Right now, with the job being shared, there’s a fair amount of uncertainty in the Nationals’ bullpen, Clippard said. Late in the game, “we’re all kinda just looking at the [opposing team’s] lineup — how it’s going to shape up in the ninth — and kinda just seeing what happens from there.” Maybe the situation will call for a righty (Tyler), or maybe it will call for a lefty (Sean).

But if Johnson decided to go with twin closers on an extended basis, Clippard said, “you’d really have to get everybody in the right mindset for that, because we all have routines down there. I know when Drew was closing he had a routine that he felt comfortable doing because he was getting ready for the ninth inning. But as long as we know around when we’re going to be pitching, we can get ready. It’s not a huge deal.”

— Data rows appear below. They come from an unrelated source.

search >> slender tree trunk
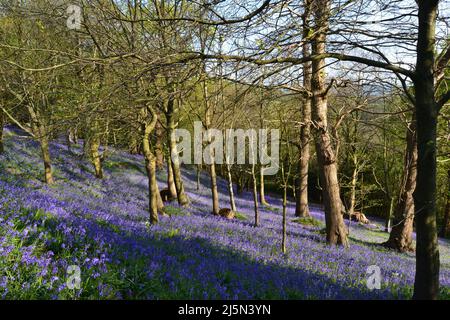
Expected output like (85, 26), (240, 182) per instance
(385, 116), (417, 252)
(142, 107), (162, 224)
(414, 0), (440, 299)
(0, 110), (5, 154)
(311, 0), (348, 246)
(281, 182), (287, 253)
(166, 110), (189, 206)
(348, 154), (358, 221)
(167, 157), (177, 199)
(441, 169), (450, 238)
(40, 135), (54, 184)
(259, 168), (269, 206)
(196, 164), (202, 191)
(295, 0), (312, 217)
(155, 122), (163, 170)
(209, 161), (220, 215)
(28, 106), (54, 184)
(226, 164), (236, 212)
(89, 132), (103, 179)
(252, 164), (259, 227)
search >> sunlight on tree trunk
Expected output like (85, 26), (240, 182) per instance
(385, 116), (417, 252)
(311, 0), (348, 246)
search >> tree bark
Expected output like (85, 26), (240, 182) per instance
(142, 108), (161, 224)
(311, 0), (348, 246)
(385, 115), (417, 252)
(259, 166), (269, 206)
(28, 106), (55, 184)
(413, 0), (440, 299)
(167, 157), (177, 199)
(295, 0), (312, 217)
(441, 169), (450, 238)
(155, 122), (164, 170)
(225, 164), (236, 212)
(40, 135), (54, 184)
(166, 105), (189, 206)
(0, 110), (5, 154)
(89, 132), (103, 179)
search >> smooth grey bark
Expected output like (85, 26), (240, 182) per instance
(311, 0), (348, 246)
(384, 115), (417, 252)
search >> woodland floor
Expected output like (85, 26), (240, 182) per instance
(0, 128), (450, 299)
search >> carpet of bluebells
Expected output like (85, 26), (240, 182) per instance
(0, 128), (450, 299)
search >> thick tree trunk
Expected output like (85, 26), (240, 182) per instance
(385, 116), (417, 252)
(414, 0), (440, 299)
(295, 0), (312, 217)
(311, 0), (348, 246)
(441, 170), (450, 238)
(167, 157), (177, 199)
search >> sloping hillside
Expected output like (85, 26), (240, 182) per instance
(0, 129), (450, 299)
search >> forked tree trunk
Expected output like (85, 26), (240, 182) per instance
(414, 0), (440, 299)
(385, 116), (417, 252)
(142, 108), (162, 224)
(311, 0), (348, 246)
(295, 0), (312, 217)
(28, 106), (54, 184)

It’s been 20 years since a team rotated two top-notch closers. The last to do it was the 1992 Cincinnati Reds, who had Norm Charlton (26 saves) and our old friend Rob Dibble (25). But a Storen-Clippard tandem might have that capability, if Johnson wanted to go in that direction. And again, it’s not like Davey hasn’t done it.

Besides, he’s always been a proponent of having A and B bullpens. If you pitch today, you’re probably not going to pitch tomorrow. Normally, that doesn’t apply to the closer, but there’s no reason it can’t. And the Nationals might not want to pitch Storen three or four days in a row when he first comes back, just as they’ve been careful not to overdo it with Jordan Zimmermann and Stephen Strasburg after Tommy John surgery.

Could a strategy that worked for the Mets in the ‘80s work for the Nats three decades later? “It’s hard to say,” Johnson said. “Clippard has been my main closer [of late], and it was something he wasn’t comfortable with last year. And as the setup man, I think, he never really wanted [to pitch] a whole bunch of games in a row, which may be taxing for him because [of his] big arm delivery. So how much can you use him without overtaxing him?

“It’s always good to have a backup guy you have confidence in, because if you want to be 30, 40 games over .500, you’re going to have a lot of [save] opportunities. And when you go to multiple closers, you’re generally using setup guys [such as Tyler], because they have that [gutsy] attitude. They’re used to pitching with the game on the line, protecting a small margin, and can get lefties and righties out. But some of them don’t have the arm resiliency. So it comes down to: How resilient is the arm?”

The other issue, Johnson added, is that “when you use your setup guys as closers, then lots of times your long men have to become setup guys. And so you’re not just changing one or two roles, you’re changing multiple roles. So the talent you have available, it dictates what you can do and what you can’t do.”

Best-case scenario: Storen is his old self when he comes off the disabled list and can immediately take on his usual heavy workload. But it hasn’t been a season, so far, of best-case scenarios for this ballclub. It’s been a season of injuries and roster juggling — which forced the Nationals, among other things, to fast-track their 19-year-old phenom. Will it force them to get creative with the closer job, too?

Just batting the ball around on a Monday off-day.